When it comes to following IT security procedures, there should be no discrimination. Ensure that you follow the same with every single employee you offboard. Sticking to a plan cuts down the risk of missing any critical measures and significantly eliminates the chances of disgruntled people causing any problems after leaving. Furthermore, people in good standing need not worry about accidental data leaks because they will not have any information that they could lose unintentionally. Having a clear, well-defined checklist of best practices and implementing it religiously is the key to safeguarding your business.

Maintain proper records

Compliance is a significant issue for any business that handles sensitive information such as the personal and financial data of clients and customers. There may be industry-specific compliance requirements that you may have to follow. Proper offboarding becomes all the more important for such businesses, particularly when the confidential information you retain could be stolen or sold by ex-employees with wrong intentions. Hence, it becomes necessary to maintain all the records and logs that are required in the event of compliance audits. If you fail to present logs indicating a proper offboarding procedure, you may be held liable for security policy violations.

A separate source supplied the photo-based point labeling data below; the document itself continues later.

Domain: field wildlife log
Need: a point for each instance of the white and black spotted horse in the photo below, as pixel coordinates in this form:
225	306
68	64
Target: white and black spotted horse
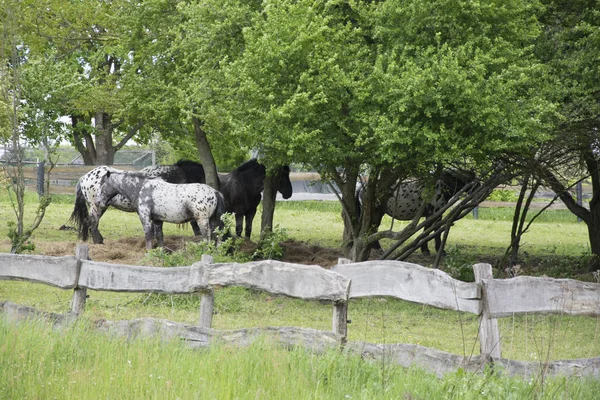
157	201
88	188
408	198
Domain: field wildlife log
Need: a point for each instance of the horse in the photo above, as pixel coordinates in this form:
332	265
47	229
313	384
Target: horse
242	189
88	187
158	201
407	200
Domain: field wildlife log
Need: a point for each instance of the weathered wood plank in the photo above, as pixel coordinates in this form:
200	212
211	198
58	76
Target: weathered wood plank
413	355
410	282
489	334
589	367
525	294
54	271
16	313
295	280
407	355
196	336
128	278
82	252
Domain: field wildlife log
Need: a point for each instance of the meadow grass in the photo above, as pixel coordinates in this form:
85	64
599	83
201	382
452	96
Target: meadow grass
373	320
40	362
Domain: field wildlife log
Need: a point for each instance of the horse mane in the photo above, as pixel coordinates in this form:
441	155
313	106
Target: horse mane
250	164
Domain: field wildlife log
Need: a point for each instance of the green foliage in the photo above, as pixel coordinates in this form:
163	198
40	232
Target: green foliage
459	264
19	241
77	362
503	195
269	246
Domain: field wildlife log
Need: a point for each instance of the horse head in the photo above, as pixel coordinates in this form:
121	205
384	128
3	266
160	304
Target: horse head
454	180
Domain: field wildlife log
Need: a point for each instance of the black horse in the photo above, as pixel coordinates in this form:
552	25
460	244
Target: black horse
89	187
242	191
407	199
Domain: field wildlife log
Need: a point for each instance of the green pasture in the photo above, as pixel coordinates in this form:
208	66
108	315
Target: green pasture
556	246
39	362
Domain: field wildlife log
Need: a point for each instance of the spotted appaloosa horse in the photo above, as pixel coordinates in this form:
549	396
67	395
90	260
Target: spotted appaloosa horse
408	198
157	201
242	191
88	187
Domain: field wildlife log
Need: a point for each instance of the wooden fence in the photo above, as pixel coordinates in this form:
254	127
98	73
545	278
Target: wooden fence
487	298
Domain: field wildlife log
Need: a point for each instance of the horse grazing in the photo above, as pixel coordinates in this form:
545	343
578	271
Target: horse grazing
157	201
242	189
407	200
88	187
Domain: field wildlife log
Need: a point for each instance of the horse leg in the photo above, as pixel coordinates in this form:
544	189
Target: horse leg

Pursue the goal of continuous improvement

Even if you have a proper offboarding security process in place, you should still make conscious efforts for continuous improvement. For example, you may automate the HR processes and encourage the systemization of access governance activities. Company-level surveys can be conducted to gather new ideas and feedback from the existing workforce. Involve your managed IT partner to get ideas about the latest tech tools that you can adopt for strengthening your business from the IT security perspective.

Employee turnover is an indispensable aspect of running a business and you cannot avoid it despite the best efforts. Therefore, you must pay significant attention to enhancing the cybersecurity practices and upgrading the related tools and applications. This will surely protect your organization from breaches and give you peace of mind.